Figure 2. IL-4-mediated activation of mTOR pathway is critical for cell cycle progression of T-ALL cells.

(A) TAIL7 T-ALL cells were stimulated with 10ng/ml IL-4 for the indicated time points, lysed and analyzed by immunoblot for phosphorylation of the indicated mTOR downstream targets. (B,C) TAIL7 cells were cultured with 10ng/ml IL-4 in the presence or absence of rapamycin (rapa) and phosphorylation of the indicated mTOR downstream target proteins (B) or expression of p27^kip1 (C) was evaluated at 72h. TAIL7 (D,F) or primary (E,G) T-ALL cells were cultured in the presence of IL-4 with or without rapamycin and analyzed for cell cycle distribution (D,E) and cell growth (F,G) at the indicated time points. (D,E) Percentage of cells in G0/G1 (lower left region), S-phase (upper region) and G2/M (lower right region) were identified using propidium iodide and BrdU + anti-BrdU-FITC. (F,G) Cell growth was determined by FSC versus SSC flow cytometry analysis. Percentage of large-sized (FSC high) cells was estimated relative to the control, small-size bulk population. Results in this figure are representative of at least two independent experiments.

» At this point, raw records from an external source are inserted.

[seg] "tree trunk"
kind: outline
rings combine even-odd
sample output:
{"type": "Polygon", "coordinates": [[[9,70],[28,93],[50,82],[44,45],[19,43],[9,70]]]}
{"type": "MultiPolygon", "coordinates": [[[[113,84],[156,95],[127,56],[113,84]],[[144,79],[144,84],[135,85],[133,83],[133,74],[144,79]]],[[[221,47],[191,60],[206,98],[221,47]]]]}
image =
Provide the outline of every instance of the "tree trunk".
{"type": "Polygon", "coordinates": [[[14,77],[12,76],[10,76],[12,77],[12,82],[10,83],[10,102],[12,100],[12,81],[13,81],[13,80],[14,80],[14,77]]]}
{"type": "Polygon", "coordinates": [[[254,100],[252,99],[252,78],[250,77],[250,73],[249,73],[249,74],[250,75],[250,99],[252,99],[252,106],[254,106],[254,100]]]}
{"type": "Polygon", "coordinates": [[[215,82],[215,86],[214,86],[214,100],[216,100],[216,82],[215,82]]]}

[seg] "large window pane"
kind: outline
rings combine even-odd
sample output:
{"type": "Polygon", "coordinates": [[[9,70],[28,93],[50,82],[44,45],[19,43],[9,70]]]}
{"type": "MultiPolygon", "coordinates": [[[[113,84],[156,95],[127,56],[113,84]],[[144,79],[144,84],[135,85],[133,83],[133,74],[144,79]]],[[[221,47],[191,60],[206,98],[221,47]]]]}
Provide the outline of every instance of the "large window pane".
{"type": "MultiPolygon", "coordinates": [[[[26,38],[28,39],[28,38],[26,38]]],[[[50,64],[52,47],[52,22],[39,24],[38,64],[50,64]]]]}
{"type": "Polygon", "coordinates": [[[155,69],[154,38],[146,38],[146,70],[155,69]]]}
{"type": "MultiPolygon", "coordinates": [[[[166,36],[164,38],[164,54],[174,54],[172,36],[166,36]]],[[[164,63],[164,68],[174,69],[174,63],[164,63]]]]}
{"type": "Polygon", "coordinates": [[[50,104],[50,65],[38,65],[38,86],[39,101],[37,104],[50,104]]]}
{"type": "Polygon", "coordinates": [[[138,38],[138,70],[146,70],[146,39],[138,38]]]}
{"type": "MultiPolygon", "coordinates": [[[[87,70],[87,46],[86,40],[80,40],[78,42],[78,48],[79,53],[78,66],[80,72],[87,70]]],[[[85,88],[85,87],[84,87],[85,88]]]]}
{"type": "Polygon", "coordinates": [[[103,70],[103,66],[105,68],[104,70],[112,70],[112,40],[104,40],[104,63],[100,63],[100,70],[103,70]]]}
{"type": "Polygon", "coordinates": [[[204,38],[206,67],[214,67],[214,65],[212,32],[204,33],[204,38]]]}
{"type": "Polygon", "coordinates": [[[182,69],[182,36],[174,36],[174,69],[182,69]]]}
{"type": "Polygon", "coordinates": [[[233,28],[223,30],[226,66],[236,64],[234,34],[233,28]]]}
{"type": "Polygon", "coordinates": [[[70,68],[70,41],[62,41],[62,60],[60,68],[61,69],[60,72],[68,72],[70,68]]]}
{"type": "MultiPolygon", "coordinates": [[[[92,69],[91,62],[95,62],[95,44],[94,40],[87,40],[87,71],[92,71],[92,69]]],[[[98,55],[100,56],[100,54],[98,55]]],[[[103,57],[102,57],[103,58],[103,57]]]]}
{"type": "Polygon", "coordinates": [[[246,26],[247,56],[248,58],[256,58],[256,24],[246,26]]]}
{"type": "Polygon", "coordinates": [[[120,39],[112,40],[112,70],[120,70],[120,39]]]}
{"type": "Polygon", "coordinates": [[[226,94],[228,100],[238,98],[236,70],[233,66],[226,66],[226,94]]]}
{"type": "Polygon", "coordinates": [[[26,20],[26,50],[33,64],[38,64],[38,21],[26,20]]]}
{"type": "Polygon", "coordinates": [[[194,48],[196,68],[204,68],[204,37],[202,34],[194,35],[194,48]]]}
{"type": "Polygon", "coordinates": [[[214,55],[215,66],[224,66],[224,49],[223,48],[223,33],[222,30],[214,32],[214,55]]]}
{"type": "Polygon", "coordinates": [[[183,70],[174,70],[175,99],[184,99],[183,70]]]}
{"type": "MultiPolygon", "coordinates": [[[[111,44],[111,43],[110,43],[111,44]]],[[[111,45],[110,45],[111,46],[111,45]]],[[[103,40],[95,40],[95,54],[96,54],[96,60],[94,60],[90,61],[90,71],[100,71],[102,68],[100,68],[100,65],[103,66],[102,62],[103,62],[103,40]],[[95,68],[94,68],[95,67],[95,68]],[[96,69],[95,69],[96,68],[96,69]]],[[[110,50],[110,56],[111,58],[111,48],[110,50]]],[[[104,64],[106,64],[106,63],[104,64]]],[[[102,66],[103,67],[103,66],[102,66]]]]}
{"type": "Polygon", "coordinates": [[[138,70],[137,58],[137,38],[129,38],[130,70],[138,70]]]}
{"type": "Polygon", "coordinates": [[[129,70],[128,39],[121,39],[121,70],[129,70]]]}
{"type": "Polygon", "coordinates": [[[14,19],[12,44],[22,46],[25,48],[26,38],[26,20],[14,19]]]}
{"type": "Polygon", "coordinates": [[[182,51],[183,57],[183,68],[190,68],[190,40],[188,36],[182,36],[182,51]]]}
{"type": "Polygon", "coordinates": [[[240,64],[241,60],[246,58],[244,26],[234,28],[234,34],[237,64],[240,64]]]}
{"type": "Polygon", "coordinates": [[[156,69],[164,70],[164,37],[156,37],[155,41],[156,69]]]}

In summary, we demonstrated that IL-4 mediates proliferation of T-ALL cells via mTOR-dependent regulation of cell cycle progression. In showing that mTOR is activated by a BM microenvironmental factor that positively stimulates leukemia T-cells, our observations strengthen the emphasis on mTOR as a key molecular target in T-ALL, and suggest that inhibition of IL-4 signaling may also have therapeutic potential in T-cell leukemia.